Le PPC salue la mémoire d'un ''acteur de l’émancipation politique africaine''

 

''Le Sénégal vient de perdre un de ses illustres fils, qui, à une période charnière de l’histoire de notre pays, fut parmi les acteurs émérites de l’émancipation politique africaine''. C'est en ces termes que le bureau politique du Parti pour le progrès et la citoyenneté (PPC), réuni hier autour de son secrétaire général Me Mbaye Jacques Diop, a réagi à la suite du rappel à Dieu du professeur Assane Seck.

 

Selon le communiqué en faisant état, Me Diop n'a pas tari d'éloge à l'égard du défunt. ''Il était un homme multidimensionnel, universitaire doublé d’une vaste culture, personnalité fascinante, chevillée à ses convictions qu'il n’a jamais trahies, au prix de privations de sa liberté'', rapporte le texte. Lequel note que les deux hommes s’étaient croisés en 1956, aux côtés de Abdoulaye Ly, lors de la création du Bloc populaire sénégalais (BPS) né de la fusion de l’UDS/RDA, du BDS et d’autres formations politiques.
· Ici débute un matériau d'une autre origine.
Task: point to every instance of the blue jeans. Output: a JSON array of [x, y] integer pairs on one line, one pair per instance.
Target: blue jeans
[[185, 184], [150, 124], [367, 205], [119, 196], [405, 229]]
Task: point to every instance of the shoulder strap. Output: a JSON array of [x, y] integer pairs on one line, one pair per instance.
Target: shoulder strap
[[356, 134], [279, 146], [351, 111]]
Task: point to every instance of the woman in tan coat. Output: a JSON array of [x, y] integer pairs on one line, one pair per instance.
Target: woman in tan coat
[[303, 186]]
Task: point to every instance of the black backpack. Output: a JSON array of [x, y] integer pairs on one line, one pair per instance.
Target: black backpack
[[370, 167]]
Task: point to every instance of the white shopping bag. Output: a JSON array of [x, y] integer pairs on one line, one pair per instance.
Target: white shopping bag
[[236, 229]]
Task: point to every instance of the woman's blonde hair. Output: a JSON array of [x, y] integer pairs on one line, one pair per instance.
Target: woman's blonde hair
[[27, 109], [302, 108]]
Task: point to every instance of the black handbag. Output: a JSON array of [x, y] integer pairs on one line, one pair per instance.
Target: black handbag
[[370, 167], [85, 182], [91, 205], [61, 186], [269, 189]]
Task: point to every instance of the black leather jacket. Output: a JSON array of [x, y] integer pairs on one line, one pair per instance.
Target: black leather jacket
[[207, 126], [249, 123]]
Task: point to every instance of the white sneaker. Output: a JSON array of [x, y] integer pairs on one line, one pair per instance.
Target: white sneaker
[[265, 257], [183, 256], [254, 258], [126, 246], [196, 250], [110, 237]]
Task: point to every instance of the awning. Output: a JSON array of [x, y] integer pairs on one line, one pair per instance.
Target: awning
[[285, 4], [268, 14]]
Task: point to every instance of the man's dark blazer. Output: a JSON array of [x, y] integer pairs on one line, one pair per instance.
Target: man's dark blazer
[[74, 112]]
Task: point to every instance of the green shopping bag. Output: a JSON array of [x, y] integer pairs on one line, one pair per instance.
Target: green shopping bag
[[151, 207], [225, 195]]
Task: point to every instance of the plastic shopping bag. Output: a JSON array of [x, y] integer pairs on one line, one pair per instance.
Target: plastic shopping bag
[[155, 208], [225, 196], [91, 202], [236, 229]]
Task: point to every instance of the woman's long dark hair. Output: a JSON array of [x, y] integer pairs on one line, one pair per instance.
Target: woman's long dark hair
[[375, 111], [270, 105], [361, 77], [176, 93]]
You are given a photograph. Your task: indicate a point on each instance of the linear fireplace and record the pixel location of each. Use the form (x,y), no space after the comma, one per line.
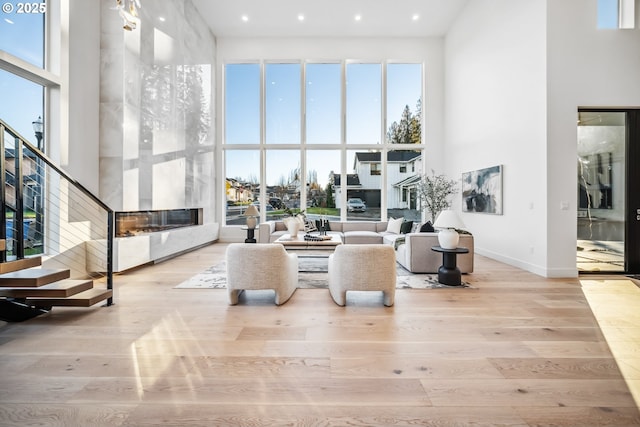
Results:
(141,222)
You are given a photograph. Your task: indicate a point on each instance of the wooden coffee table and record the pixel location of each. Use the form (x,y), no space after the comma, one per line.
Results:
(298,242)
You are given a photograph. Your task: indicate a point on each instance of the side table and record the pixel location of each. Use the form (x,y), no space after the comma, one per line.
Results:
(250,234)
(449,273)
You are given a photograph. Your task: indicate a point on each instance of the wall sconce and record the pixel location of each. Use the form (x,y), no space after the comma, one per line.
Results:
(128,11)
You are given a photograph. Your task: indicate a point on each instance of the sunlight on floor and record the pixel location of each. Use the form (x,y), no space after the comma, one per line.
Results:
(615,304)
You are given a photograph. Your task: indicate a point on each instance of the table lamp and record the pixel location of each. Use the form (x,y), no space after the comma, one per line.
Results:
(447,222)
(251,213)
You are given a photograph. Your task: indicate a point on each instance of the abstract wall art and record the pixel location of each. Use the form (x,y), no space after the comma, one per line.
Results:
(482,190)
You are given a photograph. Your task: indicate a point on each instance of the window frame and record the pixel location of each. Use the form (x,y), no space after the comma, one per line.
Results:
(342,146)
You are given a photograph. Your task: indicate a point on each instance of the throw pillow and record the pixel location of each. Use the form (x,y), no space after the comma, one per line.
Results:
(406,227)
(393,226)
(427,227)
(310,226)
(319,225)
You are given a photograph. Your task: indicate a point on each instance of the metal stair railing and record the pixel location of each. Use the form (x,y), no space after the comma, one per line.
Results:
(46,212)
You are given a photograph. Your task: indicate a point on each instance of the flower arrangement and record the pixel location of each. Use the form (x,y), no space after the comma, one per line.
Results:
(435,192)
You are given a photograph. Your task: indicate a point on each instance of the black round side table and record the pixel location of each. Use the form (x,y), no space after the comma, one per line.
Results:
(449,273)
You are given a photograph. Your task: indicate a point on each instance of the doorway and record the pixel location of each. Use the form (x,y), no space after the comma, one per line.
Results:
(608,199)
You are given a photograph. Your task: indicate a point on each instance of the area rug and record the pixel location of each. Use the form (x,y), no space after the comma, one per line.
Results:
(313,274)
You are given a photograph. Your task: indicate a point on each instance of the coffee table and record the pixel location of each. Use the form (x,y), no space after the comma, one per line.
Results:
(298,242)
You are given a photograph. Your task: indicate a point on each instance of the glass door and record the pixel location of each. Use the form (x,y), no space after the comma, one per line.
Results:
(608,191)
(601,191)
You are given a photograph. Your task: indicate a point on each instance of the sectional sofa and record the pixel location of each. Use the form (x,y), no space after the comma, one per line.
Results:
(413,250)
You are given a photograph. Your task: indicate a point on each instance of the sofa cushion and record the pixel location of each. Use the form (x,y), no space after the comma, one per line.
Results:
(394,225)
(427,227)
(406,227)
(359,226)
(362,237)
(392,239)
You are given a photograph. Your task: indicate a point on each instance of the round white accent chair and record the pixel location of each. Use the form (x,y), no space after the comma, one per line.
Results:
(362,268)
(252,266)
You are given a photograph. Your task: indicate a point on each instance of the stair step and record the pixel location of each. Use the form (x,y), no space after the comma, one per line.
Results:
(20,264)
(60,289)
(33,277)
(82,299)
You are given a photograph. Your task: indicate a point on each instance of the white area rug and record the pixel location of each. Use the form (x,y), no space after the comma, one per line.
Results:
(313,274)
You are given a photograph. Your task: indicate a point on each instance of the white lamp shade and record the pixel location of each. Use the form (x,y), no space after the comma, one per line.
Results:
(252,222)
(448,219)
(251,211)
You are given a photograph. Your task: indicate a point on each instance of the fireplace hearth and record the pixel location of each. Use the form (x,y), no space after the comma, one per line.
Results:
(142,222)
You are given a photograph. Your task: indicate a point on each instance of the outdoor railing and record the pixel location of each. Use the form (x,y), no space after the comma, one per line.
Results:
(45,212)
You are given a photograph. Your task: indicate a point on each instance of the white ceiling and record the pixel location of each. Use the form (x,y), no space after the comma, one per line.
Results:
(329,18)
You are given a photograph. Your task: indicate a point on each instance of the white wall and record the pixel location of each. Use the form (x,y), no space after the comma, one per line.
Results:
(586,68)
(495,112)
(79,153)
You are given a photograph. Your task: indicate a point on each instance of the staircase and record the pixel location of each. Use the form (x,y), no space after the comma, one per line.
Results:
(27,291)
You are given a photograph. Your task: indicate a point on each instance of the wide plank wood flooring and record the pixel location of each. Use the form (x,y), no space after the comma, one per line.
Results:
(517,350)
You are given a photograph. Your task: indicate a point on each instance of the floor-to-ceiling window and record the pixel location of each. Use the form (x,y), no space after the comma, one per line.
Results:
(24,83)
(327,136)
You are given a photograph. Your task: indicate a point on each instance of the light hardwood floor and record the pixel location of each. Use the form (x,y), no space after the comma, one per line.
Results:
(517,350)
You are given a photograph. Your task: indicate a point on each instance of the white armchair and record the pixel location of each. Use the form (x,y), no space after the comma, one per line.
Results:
(362,268)
(261,266)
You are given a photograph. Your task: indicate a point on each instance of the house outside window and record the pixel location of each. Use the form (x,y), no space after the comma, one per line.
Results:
(290,117)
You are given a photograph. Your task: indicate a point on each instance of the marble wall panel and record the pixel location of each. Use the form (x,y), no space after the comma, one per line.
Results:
(158,95)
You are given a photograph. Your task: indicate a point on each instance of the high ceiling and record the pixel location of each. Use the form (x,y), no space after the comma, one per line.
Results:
(329,18)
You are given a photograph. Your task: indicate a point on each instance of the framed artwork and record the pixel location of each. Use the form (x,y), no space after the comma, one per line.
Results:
(482,190)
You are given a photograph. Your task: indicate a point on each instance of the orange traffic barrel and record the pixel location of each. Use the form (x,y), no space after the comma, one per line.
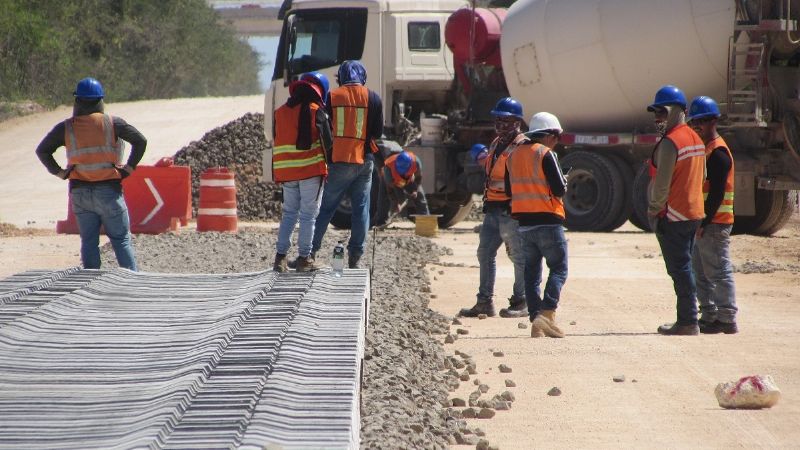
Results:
(217,209)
Une date manquante et marquée de l’empreinte d’Assane Seck fut également le 20 Septembre 1958, date de la signature de fameux manifeste du PRA-Sénégal, à Rufisque, poursuit le PPC.

 

Selon ce parti politique Assane Seck, digne fils de la Casamance, aura souffert, dans sa chair, des vicissitudes qu’a connues le Sénégal dans sa partie méridionale, ''écartelé moralement entre l’amour de sa région natale et la fidélité à sa patrie, une et indivisible''. Aussi Mbaye Jacques Diop et ses camarades ont-il salué la proposition du président Macky Sall de baptiser l'Université de Ziguinchor au nom de Assane Seck.

 

Concernant, par ailleurs, la traque des biens mal acquis, le leader du PPC pense, en effet, qu’il est juste et parfaitement logique que l’on soit amené à rendre compte, lorsqu’on a eu à gérer des deniers publics : ''Soutenir le contraire, dit-il, c’est faire preuve de mauvaise foi, voire d’incivisme.'' Mais, s'empresse-t-il de préciser, cela doit se passer dans la tradition républicaine ''où la présomption d’innocence doit prévaloir''.